Hal tersebut diatur pada pasal 27 ayat (3) UU ITE yang berbunyi: "Setiap orang dengan sengaja dan tanpa hak mendistribusikan dan/atau mentransmisikan dan/atau membuat dapat diaksesnya Informasi Elektronik dan/atau Dokumen Elektronik yang memiliki muatan penghinaan dan/atau pencemaran nama baik."

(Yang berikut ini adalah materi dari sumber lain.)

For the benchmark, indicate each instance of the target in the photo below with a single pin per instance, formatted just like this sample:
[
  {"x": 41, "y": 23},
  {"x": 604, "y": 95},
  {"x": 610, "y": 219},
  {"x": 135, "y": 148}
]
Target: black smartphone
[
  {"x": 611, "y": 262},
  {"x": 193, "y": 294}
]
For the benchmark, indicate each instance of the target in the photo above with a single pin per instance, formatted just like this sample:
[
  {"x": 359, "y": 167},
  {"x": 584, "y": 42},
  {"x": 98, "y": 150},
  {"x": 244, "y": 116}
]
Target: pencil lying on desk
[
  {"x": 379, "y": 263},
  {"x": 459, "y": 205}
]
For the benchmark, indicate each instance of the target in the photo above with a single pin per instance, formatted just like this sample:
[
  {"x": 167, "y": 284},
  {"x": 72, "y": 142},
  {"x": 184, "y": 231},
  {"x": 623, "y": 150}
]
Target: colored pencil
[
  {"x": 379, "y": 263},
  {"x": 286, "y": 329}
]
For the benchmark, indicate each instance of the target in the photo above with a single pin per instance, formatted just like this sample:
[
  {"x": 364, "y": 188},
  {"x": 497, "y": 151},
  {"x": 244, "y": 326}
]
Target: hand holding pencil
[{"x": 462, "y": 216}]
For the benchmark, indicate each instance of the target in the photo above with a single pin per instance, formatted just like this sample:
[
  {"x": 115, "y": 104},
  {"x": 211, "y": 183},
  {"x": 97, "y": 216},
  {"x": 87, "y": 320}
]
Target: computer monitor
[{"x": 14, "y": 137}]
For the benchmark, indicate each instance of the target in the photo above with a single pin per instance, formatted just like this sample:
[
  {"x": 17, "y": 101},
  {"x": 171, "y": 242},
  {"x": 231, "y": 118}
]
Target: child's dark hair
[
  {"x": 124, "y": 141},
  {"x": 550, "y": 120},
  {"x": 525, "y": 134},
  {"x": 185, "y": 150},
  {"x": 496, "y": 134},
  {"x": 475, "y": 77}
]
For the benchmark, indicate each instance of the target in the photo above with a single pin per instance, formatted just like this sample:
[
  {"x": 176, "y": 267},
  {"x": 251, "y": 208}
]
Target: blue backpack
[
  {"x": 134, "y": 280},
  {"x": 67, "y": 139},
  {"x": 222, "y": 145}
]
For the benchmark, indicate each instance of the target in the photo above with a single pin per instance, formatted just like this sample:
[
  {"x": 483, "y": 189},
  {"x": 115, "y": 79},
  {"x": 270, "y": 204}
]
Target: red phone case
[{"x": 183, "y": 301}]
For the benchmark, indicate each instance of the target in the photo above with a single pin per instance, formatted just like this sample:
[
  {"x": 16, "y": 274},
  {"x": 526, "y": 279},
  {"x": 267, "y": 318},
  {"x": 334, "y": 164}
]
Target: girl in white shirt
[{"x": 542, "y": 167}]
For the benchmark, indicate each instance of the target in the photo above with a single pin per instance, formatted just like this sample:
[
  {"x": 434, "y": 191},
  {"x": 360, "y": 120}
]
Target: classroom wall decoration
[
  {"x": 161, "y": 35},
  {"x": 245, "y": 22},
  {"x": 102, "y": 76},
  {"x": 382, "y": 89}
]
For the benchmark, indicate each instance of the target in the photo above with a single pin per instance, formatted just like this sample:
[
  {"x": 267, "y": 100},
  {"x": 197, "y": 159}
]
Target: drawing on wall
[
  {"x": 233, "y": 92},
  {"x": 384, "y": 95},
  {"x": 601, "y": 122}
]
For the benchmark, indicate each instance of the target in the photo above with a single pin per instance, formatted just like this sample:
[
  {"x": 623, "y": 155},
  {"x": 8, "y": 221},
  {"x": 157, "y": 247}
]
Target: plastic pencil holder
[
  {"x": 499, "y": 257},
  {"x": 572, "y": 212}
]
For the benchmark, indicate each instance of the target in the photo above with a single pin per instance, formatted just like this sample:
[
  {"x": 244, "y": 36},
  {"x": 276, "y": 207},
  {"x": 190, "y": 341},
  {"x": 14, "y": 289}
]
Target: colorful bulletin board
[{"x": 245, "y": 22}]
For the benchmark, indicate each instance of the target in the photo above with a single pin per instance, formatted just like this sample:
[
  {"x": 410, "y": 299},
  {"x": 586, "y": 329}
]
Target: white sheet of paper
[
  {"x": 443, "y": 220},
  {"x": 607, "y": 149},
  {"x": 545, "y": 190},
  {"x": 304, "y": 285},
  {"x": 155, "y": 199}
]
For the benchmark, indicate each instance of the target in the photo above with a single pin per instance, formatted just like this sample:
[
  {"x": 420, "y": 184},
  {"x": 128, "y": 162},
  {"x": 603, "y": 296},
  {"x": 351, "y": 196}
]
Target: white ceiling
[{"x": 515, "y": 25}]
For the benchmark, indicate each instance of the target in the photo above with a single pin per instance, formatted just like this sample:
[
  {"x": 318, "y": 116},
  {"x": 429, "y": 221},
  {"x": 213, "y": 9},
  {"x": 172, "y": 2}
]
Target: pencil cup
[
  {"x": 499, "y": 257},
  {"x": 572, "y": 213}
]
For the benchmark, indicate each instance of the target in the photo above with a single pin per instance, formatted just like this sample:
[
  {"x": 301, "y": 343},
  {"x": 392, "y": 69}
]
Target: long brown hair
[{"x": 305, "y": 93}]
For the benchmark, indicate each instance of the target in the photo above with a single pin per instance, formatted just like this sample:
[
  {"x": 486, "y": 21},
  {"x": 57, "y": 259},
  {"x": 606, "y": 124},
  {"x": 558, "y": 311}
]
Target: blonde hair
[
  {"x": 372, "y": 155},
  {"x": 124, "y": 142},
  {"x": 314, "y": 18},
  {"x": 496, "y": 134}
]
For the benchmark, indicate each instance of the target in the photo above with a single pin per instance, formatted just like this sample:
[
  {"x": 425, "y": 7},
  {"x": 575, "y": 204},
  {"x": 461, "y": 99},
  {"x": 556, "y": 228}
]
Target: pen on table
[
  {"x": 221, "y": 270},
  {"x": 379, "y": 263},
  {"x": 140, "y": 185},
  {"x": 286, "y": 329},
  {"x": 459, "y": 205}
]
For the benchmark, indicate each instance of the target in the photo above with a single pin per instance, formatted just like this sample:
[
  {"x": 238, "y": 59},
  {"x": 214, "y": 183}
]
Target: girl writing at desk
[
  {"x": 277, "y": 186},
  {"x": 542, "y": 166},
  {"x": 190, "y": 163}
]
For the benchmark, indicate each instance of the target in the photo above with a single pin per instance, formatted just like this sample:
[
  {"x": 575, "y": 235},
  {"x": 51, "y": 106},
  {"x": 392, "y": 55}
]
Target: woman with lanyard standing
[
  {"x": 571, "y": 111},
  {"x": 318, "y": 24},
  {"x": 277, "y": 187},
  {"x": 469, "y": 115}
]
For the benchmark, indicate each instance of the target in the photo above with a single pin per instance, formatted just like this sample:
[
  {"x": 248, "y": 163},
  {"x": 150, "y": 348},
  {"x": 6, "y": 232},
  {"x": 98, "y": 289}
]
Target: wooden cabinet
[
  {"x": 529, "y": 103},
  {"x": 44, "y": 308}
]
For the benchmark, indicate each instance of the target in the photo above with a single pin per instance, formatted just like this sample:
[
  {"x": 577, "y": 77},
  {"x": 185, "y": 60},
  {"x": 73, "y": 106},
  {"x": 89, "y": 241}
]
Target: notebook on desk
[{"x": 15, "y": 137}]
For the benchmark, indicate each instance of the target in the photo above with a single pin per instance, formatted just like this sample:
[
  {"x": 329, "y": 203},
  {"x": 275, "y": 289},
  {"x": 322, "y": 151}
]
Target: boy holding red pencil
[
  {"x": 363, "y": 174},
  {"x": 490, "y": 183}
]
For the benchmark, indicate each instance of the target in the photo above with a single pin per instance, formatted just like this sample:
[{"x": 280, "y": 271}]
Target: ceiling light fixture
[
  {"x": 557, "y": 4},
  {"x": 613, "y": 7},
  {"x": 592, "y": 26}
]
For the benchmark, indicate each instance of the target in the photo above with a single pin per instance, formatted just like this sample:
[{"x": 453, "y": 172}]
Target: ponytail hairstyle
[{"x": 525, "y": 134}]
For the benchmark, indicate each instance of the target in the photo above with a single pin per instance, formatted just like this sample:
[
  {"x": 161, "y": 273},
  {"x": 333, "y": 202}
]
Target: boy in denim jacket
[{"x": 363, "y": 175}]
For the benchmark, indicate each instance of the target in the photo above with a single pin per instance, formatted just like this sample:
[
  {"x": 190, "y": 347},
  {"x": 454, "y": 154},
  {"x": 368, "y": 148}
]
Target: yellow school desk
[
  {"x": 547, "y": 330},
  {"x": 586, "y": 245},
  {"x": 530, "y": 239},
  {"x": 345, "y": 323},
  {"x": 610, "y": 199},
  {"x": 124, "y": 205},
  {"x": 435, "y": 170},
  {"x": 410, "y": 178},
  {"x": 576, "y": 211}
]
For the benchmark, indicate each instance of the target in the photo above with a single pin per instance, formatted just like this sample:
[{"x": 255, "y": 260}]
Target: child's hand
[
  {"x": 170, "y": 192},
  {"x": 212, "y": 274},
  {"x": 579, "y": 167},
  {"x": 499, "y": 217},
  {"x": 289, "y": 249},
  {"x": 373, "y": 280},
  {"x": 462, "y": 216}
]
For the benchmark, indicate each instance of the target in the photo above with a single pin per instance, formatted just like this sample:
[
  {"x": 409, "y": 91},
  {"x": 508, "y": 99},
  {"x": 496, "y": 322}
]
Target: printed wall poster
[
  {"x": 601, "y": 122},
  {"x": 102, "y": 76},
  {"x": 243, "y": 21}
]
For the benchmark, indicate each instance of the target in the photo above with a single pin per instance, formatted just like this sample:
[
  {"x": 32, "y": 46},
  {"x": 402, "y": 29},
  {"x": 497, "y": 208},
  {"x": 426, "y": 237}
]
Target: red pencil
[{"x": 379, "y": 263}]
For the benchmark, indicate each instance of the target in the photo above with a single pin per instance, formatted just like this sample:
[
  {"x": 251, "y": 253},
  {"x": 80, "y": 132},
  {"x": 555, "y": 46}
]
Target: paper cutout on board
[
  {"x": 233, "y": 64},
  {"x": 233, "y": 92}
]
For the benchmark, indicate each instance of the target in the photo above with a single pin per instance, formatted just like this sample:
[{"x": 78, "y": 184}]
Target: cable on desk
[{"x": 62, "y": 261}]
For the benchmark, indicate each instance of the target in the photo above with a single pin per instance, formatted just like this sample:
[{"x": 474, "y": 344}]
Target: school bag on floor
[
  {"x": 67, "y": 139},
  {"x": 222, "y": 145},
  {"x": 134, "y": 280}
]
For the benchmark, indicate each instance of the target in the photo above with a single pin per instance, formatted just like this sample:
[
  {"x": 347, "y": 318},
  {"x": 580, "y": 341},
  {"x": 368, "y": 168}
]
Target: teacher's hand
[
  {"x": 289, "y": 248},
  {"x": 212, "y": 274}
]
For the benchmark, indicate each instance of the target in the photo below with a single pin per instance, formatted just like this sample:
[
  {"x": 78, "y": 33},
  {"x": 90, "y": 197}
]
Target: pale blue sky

Ancaman pidananya diatur pada pasal 45 ayat (3) UU ITE yang berbunyi: "Setiap orang yang dengan sengaja dan tanpa hak mendistribusikan dan/atau mentransmisikan dan/atau membuat dapat diaksesnya Informasi Elektronik dan/atau Dokumen Elektronik yang memiliki muatan penghinaan dan/atau pencemaran nama baik sebagaimana dimaksud dalam Pasal 27 ayat (3) dipidana dengan pidana penjara paling lama 4 (empat) tahun dan/atau denda paling banyak Rp 750.000.000,00 (tujuh ratus lima puluh juta rupiah)."
Hasil foto atau video yang disebarkan tanpa izin dengan unsur pelanggaran privasi dan pencemaran nama baik dapat dijadikan alat bukti untuk melaporkan pelaku kepada pihak berwajib. Hal ini diatur dalam pasal 5 ayat (1) dan (2) UU ITE, dimana dokumen elektronik yang telah dicetak merupakan alat bukti hukum yang diakui secara sah.
Merujuk pada UU Hak Cipta, foto yang menampilkan gambar manusia dikategorikan sebagai karya fotografi dengan objek manusia. Orang yang mengambil gambar/memfoto seseorang dapat disebut sebagai pencipta yang memiliki hak cipta atau hak eksklusif untuk memperbanyak, mempublikasi, dan mengubah karyanya tersebut, serta melarang orang lain melakukan tindakan tersebut tanpa seizinnya.
Namun, terdapat batasan penggunaan hak cipta atas suatu potret. Artinya, orang yang mengambil potret harus mendapatkan persetujuan terlebih dahulu dari orang yang dipotret. Hal ini tercantum pada pasal 12 ayat (1) UU Hak Cipta yang menjelaskan bahwa setiap orang dilarang melakukan penggunaan secara komersial, penggandaan, pengumuman, pendistribusian, dan/atau komunikasi atas potret yang dibuatnya guna kepentingan reklame atau periklanan secara komersial tanpa persetujuan tertulis dari orang yang dipotret atau ahli warisnya. Bila dilanggar, pelaku dapat dijerat pidana denda paling banyak Rp500 juta.